05Nov 25
Kipchoge, il campione che non finisce mai
E’ finita. Eliud Kipchoge, il più grande maratoneta di sempre, arriva diciassettesimo domenica nella New York city marathon, l’unica major che gli mancava, e chiude a 41 anni la sua straordinaria carriera. E’ tra i più grandi maratoneti della storia, forse il più grande, con due ori olimpici consecutivi, due primati del mondo, sedici vittorie su ventitrè maratone disputate in dodici anni, con 11 Majors conquistate: cinque volte Berlino, quattro Londra, una Chicago e Tokyo. Può bastare. Forse no. Perchè non si può dimenticare che fino ad oggi è stato il primo e unico uomo capace di infrangere il muro delle due ore in maratona anche se il record non è mai stato omologato dalla Iaaf, anche se sei anni fa a Vienna la Ineos, l’azienda del miliardario inglese Jim Ratcliffe, l’uomo più ricco di Gran Bretagna, gli aveva organizzato una maratona che non era una maratona ma un esperimento con un’auto davanti a gruppetto dei maratoneti fortissimi a scandire l’andatura, con una quarantina di lepri che si erano date il cambio nel proteggerlo nel parco del Prater, lungo l’Hauptallee, con un strada completamente riasfaltata e con sole due curve a 180 gradi, con soli due soli cambi di direzione che avevano permesso al keniano della tribù dei Nandi di chiudere la maratona in un’ora 59 minuti e 40 secondi, di sgretolare un limite sportivo ma soprattutto psicologico, di aprire una nuova via sportiva ma anche commerciale.

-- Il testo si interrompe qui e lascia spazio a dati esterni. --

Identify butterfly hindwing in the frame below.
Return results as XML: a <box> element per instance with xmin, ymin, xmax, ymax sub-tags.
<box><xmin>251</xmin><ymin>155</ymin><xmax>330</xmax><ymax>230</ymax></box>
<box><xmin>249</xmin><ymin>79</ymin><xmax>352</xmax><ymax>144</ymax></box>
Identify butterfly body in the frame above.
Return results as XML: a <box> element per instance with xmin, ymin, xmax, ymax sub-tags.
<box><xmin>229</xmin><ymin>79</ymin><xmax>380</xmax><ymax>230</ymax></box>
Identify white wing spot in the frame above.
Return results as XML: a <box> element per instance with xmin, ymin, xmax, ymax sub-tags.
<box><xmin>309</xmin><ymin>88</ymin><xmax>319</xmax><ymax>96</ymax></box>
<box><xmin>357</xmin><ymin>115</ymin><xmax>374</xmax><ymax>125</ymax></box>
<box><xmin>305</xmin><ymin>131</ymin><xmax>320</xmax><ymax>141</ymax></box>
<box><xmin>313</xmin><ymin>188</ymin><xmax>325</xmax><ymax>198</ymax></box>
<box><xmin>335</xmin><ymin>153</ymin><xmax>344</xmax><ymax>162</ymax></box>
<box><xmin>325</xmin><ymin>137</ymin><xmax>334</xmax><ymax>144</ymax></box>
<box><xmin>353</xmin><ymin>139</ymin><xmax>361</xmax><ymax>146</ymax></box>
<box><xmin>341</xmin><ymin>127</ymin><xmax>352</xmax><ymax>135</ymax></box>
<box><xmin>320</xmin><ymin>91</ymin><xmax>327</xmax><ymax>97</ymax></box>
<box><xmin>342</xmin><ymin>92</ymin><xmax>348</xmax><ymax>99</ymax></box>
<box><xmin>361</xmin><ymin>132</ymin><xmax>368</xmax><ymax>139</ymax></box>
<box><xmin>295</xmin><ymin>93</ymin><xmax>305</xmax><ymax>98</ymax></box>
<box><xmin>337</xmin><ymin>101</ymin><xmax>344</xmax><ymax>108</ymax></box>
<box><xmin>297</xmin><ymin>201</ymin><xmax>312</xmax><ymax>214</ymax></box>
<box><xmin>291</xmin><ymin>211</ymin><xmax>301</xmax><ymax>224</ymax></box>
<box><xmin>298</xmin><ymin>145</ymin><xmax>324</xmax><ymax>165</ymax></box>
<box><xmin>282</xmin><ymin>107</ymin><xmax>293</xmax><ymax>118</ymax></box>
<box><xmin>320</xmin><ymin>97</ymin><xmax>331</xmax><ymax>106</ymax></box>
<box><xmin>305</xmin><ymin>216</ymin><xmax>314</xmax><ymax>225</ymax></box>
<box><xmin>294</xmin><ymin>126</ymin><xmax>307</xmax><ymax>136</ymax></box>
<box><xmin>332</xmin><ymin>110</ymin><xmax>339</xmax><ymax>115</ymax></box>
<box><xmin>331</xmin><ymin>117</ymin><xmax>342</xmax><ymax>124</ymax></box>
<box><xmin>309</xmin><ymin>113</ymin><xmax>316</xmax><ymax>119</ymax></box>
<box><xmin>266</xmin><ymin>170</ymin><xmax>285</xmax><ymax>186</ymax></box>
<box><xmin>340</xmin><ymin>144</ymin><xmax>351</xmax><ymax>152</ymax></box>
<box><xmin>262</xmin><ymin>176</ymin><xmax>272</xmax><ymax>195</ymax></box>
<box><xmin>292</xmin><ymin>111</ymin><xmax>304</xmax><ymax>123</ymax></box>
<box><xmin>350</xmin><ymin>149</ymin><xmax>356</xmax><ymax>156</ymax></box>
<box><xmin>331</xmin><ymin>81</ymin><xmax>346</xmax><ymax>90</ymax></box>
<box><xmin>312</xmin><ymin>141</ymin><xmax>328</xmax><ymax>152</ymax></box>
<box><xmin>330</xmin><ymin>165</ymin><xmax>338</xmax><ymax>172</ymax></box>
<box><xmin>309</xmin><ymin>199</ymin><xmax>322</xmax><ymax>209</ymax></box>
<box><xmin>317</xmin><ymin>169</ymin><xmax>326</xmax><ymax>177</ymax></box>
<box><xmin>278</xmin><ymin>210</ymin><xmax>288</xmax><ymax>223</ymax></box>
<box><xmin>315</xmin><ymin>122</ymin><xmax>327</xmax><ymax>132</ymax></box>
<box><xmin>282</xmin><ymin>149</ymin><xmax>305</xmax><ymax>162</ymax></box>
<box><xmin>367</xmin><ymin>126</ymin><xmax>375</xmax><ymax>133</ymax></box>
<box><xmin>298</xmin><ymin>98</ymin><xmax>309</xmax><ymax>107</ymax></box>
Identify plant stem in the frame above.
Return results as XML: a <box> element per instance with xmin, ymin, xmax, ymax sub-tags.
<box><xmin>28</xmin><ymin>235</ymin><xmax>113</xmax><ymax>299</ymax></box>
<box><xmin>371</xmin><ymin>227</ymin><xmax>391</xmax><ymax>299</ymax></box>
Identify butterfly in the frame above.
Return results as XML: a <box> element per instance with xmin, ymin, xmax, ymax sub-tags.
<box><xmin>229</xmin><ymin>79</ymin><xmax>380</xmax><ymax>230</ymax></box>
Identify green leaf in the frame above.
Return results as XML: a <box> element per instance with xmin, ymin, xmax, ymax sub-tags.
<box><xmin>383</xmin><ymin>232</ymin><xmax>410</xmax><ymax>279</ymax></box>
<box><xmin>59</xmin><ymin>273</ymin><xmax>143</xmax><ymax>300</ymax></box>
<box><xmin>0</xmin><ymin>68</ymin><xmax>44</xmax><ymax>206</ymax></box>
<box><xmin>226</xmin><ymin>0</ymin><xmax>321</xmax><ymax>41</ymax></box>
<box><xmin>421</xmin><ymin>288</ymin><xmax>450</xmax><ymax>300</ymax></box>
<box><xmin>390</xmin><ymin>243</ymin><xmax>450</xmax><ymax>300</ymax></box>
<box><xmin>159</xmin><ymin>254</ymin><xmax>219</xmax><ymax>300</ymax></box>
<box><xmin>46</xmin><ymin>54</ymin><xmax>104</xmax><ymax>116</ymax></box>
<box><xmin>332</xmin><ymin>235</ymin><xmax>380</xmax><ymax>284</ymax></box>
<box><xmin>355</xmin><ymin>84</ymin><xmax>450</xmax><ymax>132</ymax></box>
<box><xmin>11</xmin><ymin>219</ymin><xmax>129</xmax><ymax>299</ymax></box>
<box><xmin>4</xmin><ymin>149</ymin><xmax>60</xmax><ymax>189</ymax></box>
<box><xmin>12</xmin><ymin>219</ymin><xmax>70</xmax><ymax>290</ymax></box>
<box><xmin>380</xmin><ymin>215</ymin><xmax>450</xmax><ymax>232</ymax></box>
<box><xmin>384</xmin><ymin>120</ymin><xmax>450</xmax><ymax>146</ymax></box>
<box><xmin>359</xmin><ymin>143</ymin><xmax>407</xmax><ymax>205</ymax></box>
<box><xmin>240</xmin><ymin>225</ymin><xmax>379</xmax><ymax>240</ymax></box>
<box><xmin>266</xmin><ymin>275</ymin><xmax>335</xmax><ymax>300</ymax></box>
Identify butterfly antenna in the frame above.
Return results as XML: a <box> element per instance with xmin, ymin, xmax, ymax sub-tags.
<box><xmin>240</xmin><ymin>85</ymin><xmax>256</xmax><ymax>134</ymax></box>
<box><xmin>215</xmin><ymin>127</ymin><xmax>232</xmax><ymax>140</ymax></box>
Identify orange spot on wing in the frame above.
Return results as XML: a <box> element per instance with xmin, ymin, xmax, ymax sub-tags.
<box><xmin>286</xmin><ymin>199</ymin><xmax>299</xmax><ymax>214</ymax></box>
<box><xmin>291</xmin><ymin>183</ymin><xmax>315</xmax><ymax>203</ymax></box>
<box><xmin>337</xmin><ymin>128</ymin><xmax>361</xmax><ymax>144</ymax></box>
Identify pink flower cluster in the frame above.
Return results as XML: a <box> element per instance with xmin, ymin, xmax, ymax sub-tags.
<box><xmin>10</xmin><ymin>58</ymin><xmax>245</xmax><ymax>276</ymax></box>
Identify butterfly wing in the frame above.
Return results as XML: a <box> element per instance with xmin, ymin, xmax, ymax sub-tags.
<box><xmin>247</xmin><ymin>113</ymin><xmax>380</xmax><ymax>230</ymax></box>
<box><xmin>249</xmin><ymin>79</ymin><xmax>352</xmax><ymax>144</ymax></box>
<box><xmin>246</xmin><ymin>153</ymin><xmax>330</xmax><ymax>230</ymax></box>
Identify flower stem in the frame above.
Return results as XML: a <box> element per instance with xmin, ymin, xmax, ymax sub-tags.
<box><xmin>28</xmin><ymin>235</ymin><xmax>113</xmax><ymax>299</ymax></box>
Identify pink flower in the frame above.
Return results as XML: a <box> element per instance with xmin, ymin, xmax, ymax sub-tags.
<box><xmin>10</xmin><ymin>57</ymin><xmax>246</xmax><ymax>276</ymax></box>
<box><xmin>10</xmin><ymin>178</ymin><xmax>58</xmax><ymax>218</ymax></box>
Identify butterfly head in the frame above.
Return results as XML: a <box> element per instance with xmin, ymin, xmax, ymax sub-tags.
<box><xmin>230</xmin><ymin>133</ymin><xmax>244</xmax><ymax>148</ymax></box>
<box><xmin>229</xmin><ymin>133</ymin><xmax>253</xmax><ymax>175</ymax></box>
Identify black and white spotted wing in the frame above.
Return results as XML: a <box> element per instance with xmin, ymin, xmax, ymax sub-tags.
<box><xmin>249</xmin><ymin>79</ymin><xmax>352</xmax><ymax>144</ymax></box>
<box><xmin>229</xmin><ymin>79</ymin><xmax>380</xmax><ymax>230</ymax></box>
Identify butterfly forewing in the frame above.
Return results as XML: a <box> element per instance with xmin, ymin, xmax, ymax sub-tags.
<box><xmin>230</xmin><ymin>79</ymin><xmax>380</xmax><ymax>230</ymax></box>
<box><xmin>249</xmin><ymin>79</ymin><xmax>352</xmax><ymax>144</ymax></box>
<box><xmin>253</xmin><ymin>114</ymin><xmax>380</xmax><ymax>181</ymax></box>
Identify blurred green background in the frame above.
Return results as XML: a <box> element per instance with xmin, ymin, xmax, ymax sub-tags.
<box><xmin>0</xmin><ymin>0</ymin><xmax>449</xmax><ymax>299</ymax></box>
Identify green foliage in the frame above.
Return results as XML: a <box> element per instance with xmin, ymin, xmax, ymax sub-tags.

Poteva farlo solo lui e infatti così è successo perchè Eliud Kipchoge non è solo un campione e un un uomo di sport: ” Ciò che voglio dimostrare ai più giovani – aveva detto alla vigilia di New York – è che i limiti umani non esistono. È per questo che, d’ora in avanti, mi porrò altri, nuovi obiettivi…”. Insomma finisce ma in realtà non fiinisce. Kipchoge continuerà a correre e affronterà “sette maratone sui sette continenti” nei prossimi due anni, “testimonial” del progetto Eliud Kipchoge World Tour che ha come obbiettivo di raccogliere fondi per la sua fondazione, che sostiene iniziative legate all’istruzione e all’ambiente.
Farà gare in Europa, Asia, Africa, Oceania, America del Nord, America del Sud e anche in Antartide. “Si correrò in Anatardide perchè proverò anche a fare cose estreme – ha raccontato. Tutto per coinvolgere e ispirare. Chiunque si presenta alla partenza di una maratona e riesce a concluderla dopo il traguardo si sente una persona diversa: spingere nonostante tutto, andare oltre, resistere, ti fa fare pace con te stesso e col mondo esterno…”. E’ finita , ma non del tutto. Perchè un campione così non finisce mai.